What’s the quickest way to raise money for charity? How about tricking your best friend into eating questionable meat products? If lies + processed chicken = $$$, then Anthony Bourdain is freakin’ Warren Buffet, because he tricked Eric Ripert into eating a Chicken McNugget in order to both be mocked by an auditorium full of people and raise money for Hurricane Sandy relief.
At Shame On Sandy, a megastar dinner-slash-celebrity talent show, headliners Ripert and Bourdain managed to steal the show from everyone else (including Gail Simmons’ dramatic poetry reading, Mario Batali’s William Tell impersonation, and Sir Patrick Stewart’s monologue about a “mom-and-pop bistro” he discovered called Subway). Being the Best Friends That They Are, the two had a blindfolded taste test contest on stage, in which they attempted to identify, using only their palate, what their Best Friend made them eat.
Ripert, ever the Frenchman, asked Bourdain to identify whether he was drinking a red or white wine, and surprisingly, Bourdain could — even going so far as to ID the grapes used in each wine. In return, Bourdain, ever the degenerate, set two items in front of Ripert. As The Daily Meal recapped:
After reaching into a bowl and sampling the first item, Ripert admitted that he had no idea what he was eating. “There is crystallized sugar, and it tastes a little like cotton candy,” he said. Bourdain then told him that he was eating Captain Crunch, and asked him, “How can you smoke marijuana and not know what Captain Crunch is?”

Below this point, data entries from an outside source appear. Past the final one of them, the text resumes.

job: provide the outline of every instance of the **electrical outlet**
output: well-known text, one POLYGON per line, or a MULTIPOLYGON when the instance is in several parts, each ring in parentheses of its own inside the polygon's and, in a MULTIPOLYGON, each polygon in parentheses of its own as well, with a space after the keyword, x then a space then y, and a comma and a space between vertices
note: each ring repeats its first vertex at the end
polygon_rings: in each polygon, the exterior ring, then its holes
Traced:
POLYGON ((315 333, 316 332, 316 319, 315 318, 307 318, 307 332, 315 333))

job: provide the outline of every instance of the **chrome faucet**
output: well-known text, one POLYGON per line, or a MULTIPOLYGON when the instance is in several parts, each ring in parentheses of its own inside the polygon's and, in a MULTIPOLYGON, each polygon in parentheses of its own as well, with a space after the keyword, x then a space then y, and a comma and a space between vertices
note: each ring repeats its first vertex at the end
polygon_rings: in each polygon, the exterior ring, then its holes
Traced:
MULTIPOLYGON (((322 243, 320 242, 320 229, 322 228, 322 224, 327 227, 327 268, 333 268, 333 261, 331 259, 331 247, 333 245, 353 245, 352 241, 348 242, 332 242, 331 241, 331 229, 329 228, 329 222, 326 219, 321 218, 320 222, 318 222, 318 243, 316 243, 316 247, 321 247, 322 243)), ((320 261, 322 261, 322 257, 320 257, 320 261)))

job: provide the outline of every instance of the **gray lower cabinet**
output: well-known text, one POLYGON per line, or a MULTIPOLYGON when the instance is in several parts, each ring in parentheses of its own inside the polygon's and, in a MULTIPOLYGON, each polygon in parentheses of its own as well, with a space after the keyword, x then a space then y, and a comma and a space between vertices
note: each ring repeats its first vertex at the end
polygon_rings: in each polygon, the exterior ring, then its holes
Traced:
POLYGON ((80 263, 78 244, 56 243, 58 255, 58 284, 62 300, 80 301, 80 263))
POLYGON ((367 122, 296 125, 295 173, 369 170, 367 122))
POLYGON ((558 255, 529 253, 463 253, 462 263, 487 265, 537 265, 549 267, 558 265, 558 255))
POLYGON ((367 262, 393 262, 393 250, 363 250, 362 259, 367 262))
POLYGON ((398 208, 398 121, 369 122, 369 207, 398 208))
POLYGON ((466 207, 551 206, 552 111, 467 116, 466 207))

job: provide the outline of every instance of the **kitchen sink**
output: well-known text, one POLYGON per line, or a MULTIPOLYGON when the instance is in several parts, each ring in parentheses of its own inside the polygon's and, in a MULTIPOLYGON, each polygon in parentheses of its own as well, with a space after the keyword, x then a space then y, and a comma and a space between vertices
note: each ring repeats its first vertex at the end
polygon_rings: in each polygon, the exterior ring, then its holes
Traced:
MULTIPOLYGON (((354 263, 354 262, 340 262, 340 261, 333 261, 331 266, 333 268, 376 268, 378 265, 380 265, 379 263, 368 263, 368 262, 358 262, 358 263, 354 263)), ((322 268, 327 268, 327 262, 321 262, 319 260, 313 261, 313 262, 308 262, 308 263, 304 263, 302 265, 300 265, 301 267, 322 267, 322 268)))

“I have no recollection,” Ripert coyly replied.
And then this happened:
[Credit: Harris Doran]
Somehow, only Anthony Bourdain could mix generous philanthropy with being a sadistic fucker, but it worked: the event raised $42,150, which will be donated to the Mayor’s Fund to Advance New York City. The next charity event will raise money to help Ripert get over his PTSD, or palate traumatic stress disorder, from this tragedy.